Letter to the Editor

Tuesday’s letters: Using roving patrols, not checkpoints, against DUIs

By: Sarah Longwell

It’s estimated that about 40 million people will be traveling this Memorial Day weekend to reach their vacation destinations or backyard barbecues — the highest number of travelers in 12 years. But congested highways won’t be the only thing aggravating drivers. Police across the country will once again be relying on sobriety checkpoints to catch drunken drivers.

While we all want drunks off the road, checkpoints are ineffective and a poor use of traffic safety resources. For example, a sobriety checkpoint in California earlier this month stopped over 1,500 drivers but made only one DUI arrest. And another in Ohio caught zero. These low success rates are unfortunately a common occurrence across the country.

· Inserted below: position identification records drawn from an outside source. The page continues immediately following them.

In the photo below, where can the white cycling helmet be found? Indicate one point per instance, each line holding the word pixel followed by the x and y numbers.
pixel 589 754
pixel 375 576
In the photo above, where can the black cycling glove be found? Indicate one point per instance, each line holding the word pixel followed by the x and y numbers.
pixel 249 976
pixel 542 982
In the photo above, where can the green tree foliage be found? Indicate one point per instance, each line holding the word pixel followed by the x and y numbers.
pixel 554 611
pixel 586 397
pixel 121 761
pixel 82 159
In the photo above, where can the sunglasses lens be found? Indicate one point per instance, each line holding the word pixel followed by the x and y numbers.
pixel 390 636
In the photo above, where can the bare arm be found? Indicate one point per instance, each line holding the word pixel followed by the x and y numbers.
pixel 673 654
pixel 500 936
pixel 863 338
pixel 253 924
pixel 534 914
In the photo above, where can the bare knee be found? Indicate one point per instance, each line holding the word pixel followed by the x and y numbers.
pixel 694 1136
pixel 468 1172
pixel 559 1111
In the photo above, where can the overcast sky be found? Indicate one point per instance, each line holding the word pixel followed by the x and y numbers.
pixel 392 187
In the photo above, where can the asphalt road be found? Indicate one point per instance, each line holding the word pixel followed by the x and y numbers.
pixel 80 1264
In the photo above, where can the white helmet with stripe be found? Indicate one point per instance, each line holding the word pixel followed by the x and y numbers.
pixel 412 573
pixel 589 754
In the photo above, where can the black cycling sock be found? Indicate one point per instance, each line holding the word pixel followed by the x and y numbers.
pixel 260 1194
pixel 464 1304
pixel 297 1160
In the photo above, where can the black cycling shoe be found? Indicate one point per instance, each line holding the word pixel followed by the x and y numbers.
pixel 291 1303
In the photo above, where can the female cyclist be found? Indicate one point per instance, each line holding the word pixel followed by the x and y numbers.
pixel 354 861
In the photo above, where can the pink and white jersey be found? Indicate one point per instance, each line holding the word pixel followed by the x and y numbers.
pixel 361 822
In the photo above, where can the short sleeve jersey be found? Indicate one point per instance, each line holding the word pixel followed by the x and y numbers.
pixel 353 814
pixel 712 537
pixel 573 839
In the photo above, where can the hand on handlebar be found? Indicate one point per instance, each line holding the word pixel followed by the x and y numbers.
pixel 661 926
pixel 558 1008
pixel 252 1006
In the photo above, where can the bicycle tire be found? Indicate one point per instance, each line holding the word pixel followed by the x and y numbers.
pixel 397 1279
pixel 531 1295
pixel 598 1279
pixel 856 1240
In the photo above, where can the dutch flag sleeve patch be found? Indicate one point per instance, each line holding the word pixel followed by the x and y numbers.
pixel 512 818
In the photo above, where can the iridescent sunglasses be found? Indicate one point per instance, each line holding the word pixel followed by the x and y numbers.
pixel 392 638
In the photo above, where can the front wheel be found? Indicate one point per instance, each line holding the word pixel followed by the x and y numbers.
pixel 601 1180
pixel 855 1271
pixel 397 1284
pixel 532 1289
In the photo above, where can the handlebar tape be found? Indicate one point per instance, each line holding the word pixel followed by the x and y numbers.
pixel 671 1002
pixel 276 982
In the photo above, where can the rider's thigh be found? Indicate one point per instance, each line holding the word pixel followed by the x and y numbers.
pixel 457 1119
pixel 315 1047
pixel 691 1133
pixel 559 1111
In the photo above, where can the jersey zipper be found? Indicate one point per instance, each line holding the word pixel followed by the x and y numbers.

The lack of results isn’t surprising. The locations and times of these DUI checkpoints are publicly available across a wide range of media platforms like local television stations, newspapers, social media or even smartphone apps. And since flashing lights and traffic jams that are associated with checkpoints can be seen from far away, it’s not difficult for a drunken driver to avoid these locations and take an alternate route.

Instead of using valuable traffic safety resources on ineffective enforcement methods, police should use roving or saturation patrols that have been proven to actively target dangerous drunken drivers without creating a legion of frustrated travelers. That way, Memorial Day drivers can arrive to their destinations safely and headache-free.

Sarah Longwell, Washington, D.C.

The writer is managing director of the American Beverage Institute.